Doğa’nın
Düşleri, Van Gogh’dan Kandinsky’e adlı 1880 – 1910 arası Sembolist
manzara örneklerini içeren sergi Amsterdam Van Gogh Müzesi, İskoçya
Ulusal Galeri ve Helsinki Ateneum Müzesi işbirliğiyle ilk kez
düzenleniyor. 17 Haziran’a kadar Van Gogh Müzesi’nde gezilebiliyor. 14
Temmuz – 14 Ekim tarihlerinde İskoçya’ya, 16 Ekim’den sonra da
Helsinki’ye gidecek olan seçki; doğanın ruhunu, şiirsel ve düşündüren
yanını pek çok sanatçının bakış açısıyla geniş bir yelpazede sunuyor.
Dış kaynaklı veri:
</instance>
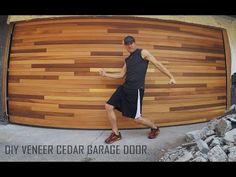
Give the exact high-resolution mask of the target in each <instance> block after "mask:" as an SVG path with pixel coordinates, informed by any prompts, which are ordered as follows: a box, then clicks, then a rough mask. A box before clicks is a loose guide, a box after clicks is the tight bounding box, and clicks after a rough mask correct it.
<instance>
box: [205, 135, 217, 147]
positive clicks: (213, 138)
mask: <svg viewBox="0 0 236 177" xmlns="http://www.w3.org/2000/svg"><path fill="white" fill-rule="evenodd" d="M215 137H216V135H212V136H209V137H207V138H206V139H205V143H207V144H208V145H210V143H211V142H212V141H213V139H214V138H215Z"/></svg>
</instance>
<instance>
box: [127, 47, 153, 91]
mask: <svg viewBox="0 0 236 177" xmlns="http://www.w3.org/2000/svg"><path fill="white" fill-rule="evenodd" d="M141 51H142V49H136V50H135V51H134V52H132V53H131V54H130V55H129V56H128V57H127V58H126V59H125V63H126V68H127V70H126V78H125V83H124V84H123V86H124V87H125V88H129V89H144V82H145V76H146V72H147V67H148V63H149V61H148V60H145V59H144V58H142V55H141Z"/></svg>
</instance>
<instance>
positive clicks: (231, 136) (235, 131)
mask: <svg viewBox="0 0 236 177" xmlns="http://www.w3.org/2000/svg"><path fill="white" fill-rule="evenodd" d="M235 136H236V128H234V129H232V130H230V131H228V132H226V133H225V136H224V138H223V140H224V142H225V144H228V145H230V144H232V143H234V142H235V139H234V138H235Z"/></svg>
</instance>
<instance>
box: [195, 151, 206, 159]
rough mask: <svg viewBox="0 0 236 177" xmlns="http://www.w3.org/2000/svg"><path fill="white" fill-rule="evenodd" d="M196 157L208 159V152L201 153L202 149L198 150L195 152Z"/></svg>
mask: <svg viewBox="0 0 236 177" xmlns="http://www.w3.org/2000/svg"><path fill="white" fill-rule="evenodd" d="M194 157H203V158H204V159H207V154H203V153H201V152H200V151H197V152H196V153H195V154H194Z"/></svg>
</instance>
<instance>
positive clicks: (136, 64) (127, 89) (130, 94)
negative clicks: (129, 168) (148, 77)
mask: <svg viewBox="0 0 236 177" xmlns="http://www.w3.org/2000/svg"><path fill="white" fill-rule="evenodd" d="M124 46H125V48H126V50H127V51H128V52H129V53H130V55H129V56H128V57H127V58H126V59H125V62H124V65H123V67H122V69H121V71H120V72H119V73H108V72H106V71H105V70H104V69H101V70H100V71H99V73H100V75H101V76H106V77H111V78H123V77H124V76H126V77H125V82H124V84H123V85H121V86H119V87H118V88H117V89H116V91H115V92H114V93H113V95H112V96H111V98H110V99H109V100H108V101H107V103H106V104H105V109H106V111H107V116H108V118H109V121H110V124H111V127H112V133H111V135H110V136H109V137H108V138H107V139H106V140H105V143H107V144H111V143H113V142H115V141H118V140H120V139H121V138H122V136H121V133H120V132H119V131H118V127H117V119H116V115H115V112H114V109H117V110H118V111H120V112H122V115H123V116H125V117H128V118H133V119H134V120H135V121H136V122H138V123H141V124H143V125H145V126H148V127H150V128H151V131H150V133H149V134H148V138H150V139H153V138H155V137H156V136H157V135H158V134H159V133H160V130H159V127H158V126H157V125H155V124H154V123H153V122H152V121H150V120H149V119H146V118H144V117H142V115H141V113H142V101H143V96H144V85H145V76H146V72H147V68H148V63H149V61H150V62H151V63H153V64H154V65H155V66H156V67H157V69H159V70H160V71H161V72H162V73H164V74H165V75H167V76H168V77H169V78H170V81H169V84H175V83H176V81H175V79H174V77H173V76H172V74H171V73H170V72H169V71H168V70H167V69H166V68H165V67H164V66H163V65H162V64H161V63H160V62H159V61H157V60H156V58H155V57H154V56H153V55H151V54H150V53H149V52H148V51H147V50H145V49H139V48H137V47H136V43H135V39H134V37H133V36H127V37H125V38H124Z"/></svg>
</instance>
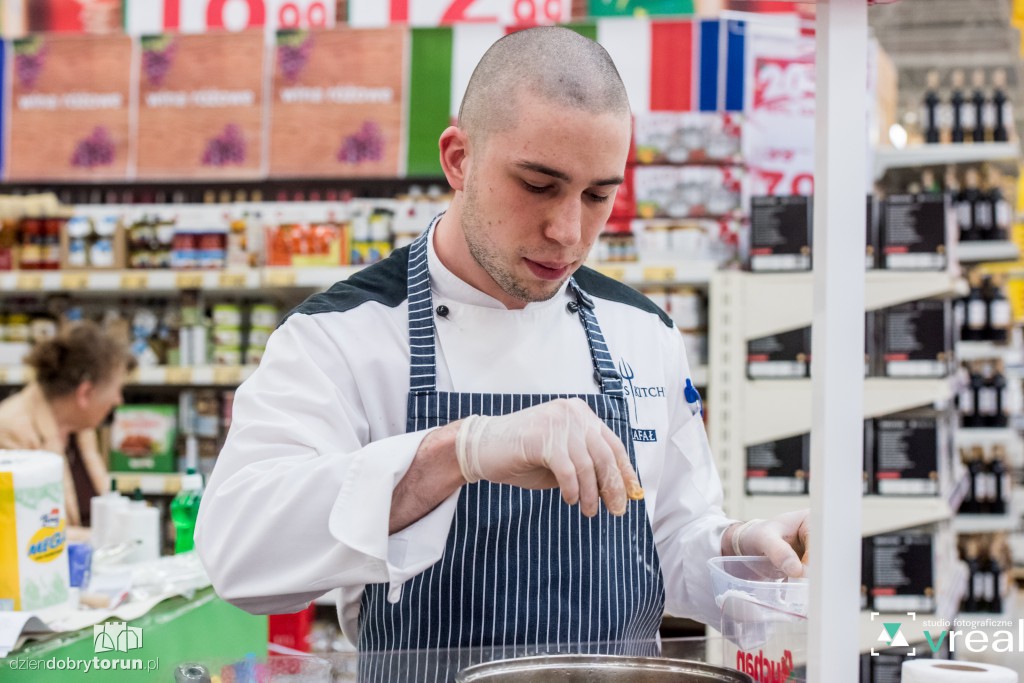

Ziyaretçiler 19. yüzyıl sonu 20 yüzyıl başı önemli avangart isimlerin
yanı sıra daha az bilinen sanatçıların resimlerini sembolist müzik
eşliğinde görme fırsatı buluyor...
19. yüzyılın sonlarında sanayileşen ve makineleşen Avrupa’ya tepki olarak doğan sembolizm felsefe, şiir ve müzik ile yakından ilgilidir. Entelektüel bir yaklaşımla, endişe ve karamsarlık duygularıyla ruhsallığa, efsanelere, öteki dünyaya ve mitolojiye yönelim olur. Sembolist sanatçılar görülebilen gerçek yerine hayallerden ve sezgilerden yola çıkar. Ölüm, rüyalar, sonsuzluk, kozmos, güneşin canlılığı, alacakaranlık, bilim ve modern çağ hakkında düşünceleri ve duyguları anlatabilmek için manzarayı kullanılırlar. Odilon Redon içe yönelişin büyüsüne kapılarak düşlerden alınan fantastik konuları, simgeci bir anlayışla verir. Canlı renklerle doğa görünümleri resmeder. Görsel imge gözün seçemediklerini, söylenemeyenleri ifadelendirir. Sembolist şair Charles Baudelaire için “Yeteneklerin kraliçesi imgelemdir. Bütün evren imgelem gücünün yer ve değer vereceği imgeler ve simgeler dağarcığından başka bir şey değildir. Gözle görülen nesneler ideal ve daha farklı bir gerçeğin tasarımıdır.” “Bir tapınaktır doğa, canlı sütunlarından / Anlaşılmaz sesler duyulur zaman zaman / Simge ormanları içinden geçer insan / Ve onu izler ormanın bakışları.”